Prince says the usual way franchisees grow is to expand their existing concept (or concepts), but sometimes their area is tapped out, or the real estate too pricey or simply unavailable. At that point, an enterprising franchise owner will start looking around-or at least listening with intent. "That can be a dangerous moment," he warns. There are probably a lot more stories of people having something that was going pretty well who bought a second concept that was absolutely terrible, he says. "I'm guessing that people have done multiple concepts for years and probably more often than not it's a dumb idea."

Nevertheless, Prince does some serious listening of his own. Wherever the 80 or 90 Applebee's franchisees gather several times a year, other brands are a frequent topic of conversation. "How you find out about these things is somebody sitting around at the bar and saying, 'We're making a fortune in something,' and you think, 'Why don't we do that?'" So they all pretend not to be listening too hard-and make the call as soon as they get home.

"In a way we're always looking and in a way we're not really," he says. "There's no need to keep finding new concepts, except that you do." And since he started opening Aaron's stores, he's been presented with more opportunities. So how does he evaluate them?

"You've got to be able to think, 'This thing's not only going to be good, but when we sign this lease it will be good 10 to 15 years from now-or five years from now, so that when a reasonably bright person wants to buy it, there's a reason for them to believe this will still be good.'"

A Sense of Perspective


What was his master plan? How did he ever grow so large? "Totally by default. We never had a business plan. I don't begrudge a business plan or some model. That makes sense, obviously, but we had no grand design," says Prince.

"Remember, this all started when I had Ponderosas that were going upside down," he says. "I woke up one day having truly not paid attention to things and owing an awful lot. I had to get the Applebee's franchise going fast." What of his days and nights of constant struggle to meet monthly payments in the high five figures? "It's all completely changed," says Prince.

As he grew, large companies started offering him better and better deals. "GE Credit puts together amazingly attractive things," he says. And Merrill Lynch just refinanced a "Princely" debt of about $8 million that had been averaging near 9%-at 3.5%. "It's tied to a floating LIBOR rate, so who knows? But I think most people would take that exchange pretty fast," he says.

"So as you get bigger, and if you can keep wonderful people, you really can finance things more," he says. "That's another reason a good franchise is so subtly terrific.
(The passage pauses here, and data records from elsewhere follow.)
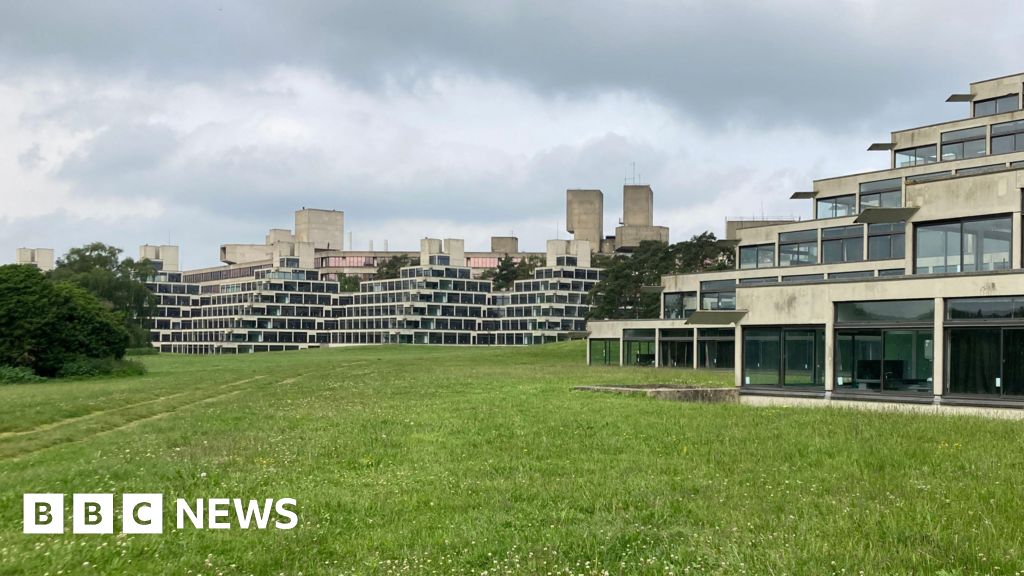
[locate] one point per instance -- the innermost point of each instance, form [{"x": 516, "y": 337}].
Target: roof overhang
[
  {"x": 885, "y": 215},
  {"x": 716, "y": 317}
]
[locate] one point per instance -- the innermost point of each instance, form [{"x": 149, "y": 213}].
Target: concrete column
[
  {"x": 696, "y": 350},
  {"x": 1015, "y": 250},
  {"x": 938, "y": 350},
  {"x": 738, "y": 362}
]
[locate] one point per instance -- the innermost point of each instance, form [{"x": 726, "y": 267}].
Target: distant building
[{"x": 906, "y": 286}]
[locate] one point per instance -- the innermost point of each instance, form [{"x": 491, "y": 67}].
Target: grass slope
[{"x": 430, "y": 460}]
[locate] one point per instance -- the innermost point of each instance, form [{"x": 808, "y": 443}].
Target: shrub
[
  {"x": 144, "y": 351},
  {"x": 17, "y": 375},
  {"x": 47, "y": 325},
  {"x": 84, "y": 367}
]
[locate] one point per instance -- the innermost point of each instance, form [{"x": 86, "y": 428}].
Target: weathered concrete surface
[{"x": 708, "y": 396}]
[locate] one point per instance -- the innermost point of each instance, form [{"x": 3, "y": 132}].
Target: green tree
[
  {"x": 392, "y": 266},
  {"x": 48, "y": 325},
  {"x": 621, "y": 294},
  {"x": 504, "y": 275},
  {"x": 121, "y": 283},
  {"x": 348, "y": 283}
]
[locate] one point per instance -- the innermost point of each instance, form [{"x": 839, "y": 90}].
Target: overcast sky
[{"x": 207, "y": 122}]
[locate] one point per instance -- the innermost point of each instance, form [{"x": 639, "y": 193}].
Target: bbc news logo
[{"x": 143, "y": 513}]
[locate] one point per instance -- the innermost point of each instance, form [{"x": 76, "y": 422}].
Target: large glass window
[
  {"x": 677, "y": 347},
  {"x": 638, "y": 346},
  {"x": 884, "y": 360},
  {"x": 603, "y": 351},
  {"x": 757, "y": 256},
  {"x": 976, "y": 245},
  {"x": 915, "y": 156},
  {"x": 886, "y": 241},
  {"x": 718, "y": 347},
  {"x": 1009, "y": 103},
  {"x": 798, "y": 248},
  {"x": 843, "y": 244},
  {"x": 791, "y": 357},
  {"x": 1008, "y": 136},
  {"x": 886, "y": 311},
  {"x": 680, "y": 304},
  {"x": 718, "y": 294},
  {"x": 969, "y": 142},
  {"x": 837, "y": 207},
  {"x": 883, "y": 194}
]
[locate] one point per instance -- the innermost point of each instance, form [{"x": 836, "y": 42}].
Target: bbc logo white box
[
  {"x": 43, "y": 513},
  {"x": 92, "y": 513},
  {"x": 142, "y": 513}
]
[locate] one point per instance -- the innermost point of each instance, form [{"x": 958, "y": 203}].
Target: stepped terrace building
[{"x": 906, "y": 286}]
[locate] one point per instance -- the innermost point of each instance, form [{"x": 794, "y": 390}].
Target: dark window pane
[
  {"x": 886, "y": 311},
  {"x": 974, "y": 360},
  {"x": 1003, "y": 145}
]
Merrill Lynch, I don't think, is going around to private restaurants in Salt Lake and doing $8 million refinancings."

Keeping It Real


All the managers at his company are rewarded on cash flow, not on a profit-and-loss statement. On a P&L, he says, paying off principal isn't a cost (only interest is), so it's not a true indicator of cash in/cash out. "I just want to know what comes out after all the cost. That's what we bonus ourselves on," he says. "All our incentives have been lined up exactly in the right direction: Everyone profits if we profit. They don't see me grabbing large hunks, small hunks, medium hunks or anything out of the till. It's all a percentage of cash flow. Everyone can trust each other, I think-and trust is a pretty big deal."
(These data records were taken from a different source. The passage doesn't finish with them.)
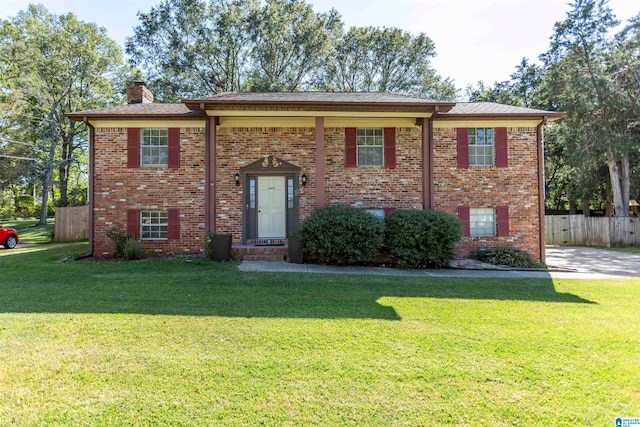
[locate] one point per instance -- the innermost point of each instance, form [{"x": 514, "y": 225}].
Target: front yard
[{"x": 192, "y": 342}]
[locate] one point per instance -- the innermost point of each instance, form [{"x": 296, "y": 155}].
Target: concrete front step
[
  {"x": 259, "y": 253},
  {"x": 263, "y": 258}
]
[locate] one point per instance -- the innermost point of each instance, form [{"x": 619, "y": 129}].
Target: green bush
[
  {"x": 422, "y": 238},
  {"x": 119, "y": 236},
  {"x": 503, "y": 256},
  {"x": 132, "y": 249},
  {"x": 341, "y": 235}
]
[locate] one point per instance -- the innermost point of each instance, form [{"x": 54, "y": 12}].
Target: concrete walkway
[
  {"x": 594, "y": 260},
  {"x": 587, "y": 263}
]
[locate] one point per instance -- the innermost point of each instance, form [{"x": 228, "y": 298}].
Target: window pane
[
  {"x": 153, "y": 225},
  {"x": 154, "y": 147},
  {"x": 481, "y": 147},
  {"x": 370, "y": 147},
  {"x": 482, "y": 222}
]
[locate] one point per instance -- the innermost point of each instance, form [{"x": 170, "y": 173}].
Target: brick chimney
[{"x": 139, "y": 93}]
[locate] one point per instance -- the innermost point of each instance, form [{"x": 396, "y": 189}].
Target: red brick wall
[
  {"x": 238, "y": 147},
  {"x": 118, "y": 188},
  {"x": 375, "y": 187},
  {"x": 489, "y": 187}
]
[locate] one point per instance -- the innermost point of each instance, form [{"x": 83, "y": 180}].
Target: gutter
[
  {"x": 92, "y": 135},
  {"x": 541, "y": 191}
]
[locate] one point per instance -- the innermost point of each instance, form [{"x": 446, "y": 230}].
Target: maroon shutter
[
  {"x": 389, "y": 147},
  {"x": 173, "y": 222},
  {"x": 502, "y": 212},
  {"x": 502, "y": 155},
  {"x": 133, "y": 222},
  {"x": 464, "y": 216},
  {"x": 350, "y": 148},
  {"x": 174, "y": 147},
  {"x": 133, "y": 147},
  {"x": 462, "y": 137}
]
So is knowing exactly how much to draw out and how much to reinvest. "We make sure that the majority of any cash that we generate stays in the business. You just have to keep it in the business. We take about 38% out of the cash flow and the vast amount we leave in," he says.

Prince doesn't have partners in the traditional sense, but his director of operations and his CFO each have a contractual commitment to 10% of the company. "Those are the kind of partners I want. I want partners that actually do something," he says. They'll make an awful lot someday if the company ever stops growing and pays off its debt, he says.

He keeps costs down by outsourcing his 1,200 employees. He knows hiring can be a very costly headache if anything should go wrong legally, nor is an HR department inexpensive when things go right. "We literally lease our employees," he says. "That's been wonderful because [the leasing company's] whole job is to focus on every technicality of the law. We make out one big check every two weeks and they do everything."

His accounting department of seven or eight people does more than pay the bills. They also produce a financial statement each month for every entity. "We have to, if for no other reason than we bonus on cash flow. So we have to know what that number is. It's good discipline actually," he says.

Organizing Principal


In the beginning with Applebee's, Prince put all his interests into an LLC. (He said it didn't really matter because everyone made him sign personally for everything anyway!) As his fortunes improved, it became possible to isolate some parts of his business and have them guarantee new locations. Soon, national companies were eager to put up money for the land, the company, and the equipment-and let him form a separate LLC, without a personal guarantee. "That's only for Applebee's because the lenders have such a high regard for the probability of their getting paid back-and at fabulous rates," he says.

These developments have prompted him to split his holdings into many smaller entities, for all the obvious reasons. "If one goes down, maybe the other ones won't," he says. Now that's all about to change again-maybe. "We're beginning to toy with the idea that, slick as it is to have everything independent, it would be even more advantageous now if we had everything together. We think it might drive the costs down even more in terms of borrowing."

Gray Eminence?


When Prince started franchising, he was still working at Smith Barney. Out of necessity he had to build up a team of people. "When I retired a couple of years ago, I really agonized," he says. "Do I move into the office? Do I not? If I do, will it mess up some system that's working just fine right now?"

He didn't want to be looking over the shoulder of his CFO, or second-guessing his director of operations, but how exactly should he participate now that his days were wide open? He chose to be there, but keep a low profile. "I think the office staff just thinks somehow I parachuted in; I don't know," he says.

So as franchisors pitch brands and lenders throw dollars his way, how does Prince see his role today? "I think my job is to kind of just watch where we're going. There have been a lot of concepts that we could have done," he says. "My job is to really take a walk with myself when we're going into new concepts and say, 'Okay John, what do you know from the perspective of being in your sixties that these kids might not have seen yet in their thirties?'" And when it came time to do some pitching of his own, it was Prince who went to Applebee's, Hooters, and Famous Dave's, and convinced all three franchisors he was the person they wanted.

"What I seem to do more than anybody else is read The New York Times and The Economist, and fret over what bad things could happen. And should we have fixed or floating rates because George Bush is spending us into the pigpen anyway." But, he quickly adds, "I didn't say, nor do I think that I'm a wise thing. These kids have taught me more than I've taught them about running a business."

So what's next? More growth, apparently. "Really, either you grow or you cease. Once people don't think you're growing, they notice, and I'm convinced you start losing good people," says Prince. "The only thing that keeps managers around at some level is the thought that someday they can be an area manager," he says. "We have an expression, 'I want everyone to be happy on Christmas Eve.' You've got to have people who really are fulfilling their dreams, and if you're sitting there in a chain that isn't growing-and you need good people at every level-they don't see any way of growing, and it kind of decays from within. I think it's actually safer to keep growing."